An uncharacteristic chill yanks at the evening air of the United Arab Emirates’ coastal cities. Outdoors at nighttime, Emiratis and resident foreigners - coached in local knowledge of long scorching summers and brief mild winters - huddle into themselves, burrowing into their clothes.
As you wander through “Crude,” Jameel Arts Centre’s debut show, rumors of climate change slap at the back of your brainpan like a rebuke.
Among archival works addressing the West’s early history of political engagement with petroleum, few will be as revelatory to a 21st-century public as “Chronoscope, 1951, 11pm,” Alessandro Balteo-Yazbeck’s 2009-2011 collaboration with Media Farzin.

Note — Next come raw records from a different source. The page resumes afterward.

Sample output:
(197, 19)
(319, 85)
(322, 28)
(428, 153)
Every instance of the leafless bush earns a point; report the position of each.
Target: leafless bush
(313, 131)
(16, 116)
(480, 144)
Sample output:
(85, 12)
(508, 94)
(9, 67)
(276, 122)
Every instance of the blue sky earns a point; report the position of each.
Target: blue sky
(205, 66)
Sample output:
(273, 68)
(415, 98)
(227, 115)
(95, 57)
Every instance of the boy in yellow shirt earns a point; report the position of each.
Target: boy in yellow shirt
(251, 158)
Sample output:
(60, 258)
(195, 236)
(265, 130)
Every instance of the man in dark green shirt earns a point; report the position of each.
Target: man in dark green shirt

This single-channel video samples the eponymous three-times-weekly CBS news digest, in which a pair of journalists interviewed a single guest. “Chronoscope” broadcast live in the early ’50s, when the innocence and indifference of U.S. audiences was assured.
The 25-minute work is enclosed within a room containing only a comfortable living room couch, replicating the conditions of the program’s original reception.
The artistry of Farzin and Balteo-Yazbeck’s piece lies in what they chose to select from the “Chronoscope” archives. They interweave comments from six guests from six episodes, orchestrating a fictive conversation about and around the 1951 Iranian oil crisis - caused when then-Prime Minister Mohammad Mosaddegh nationalized Iran’s oil industry.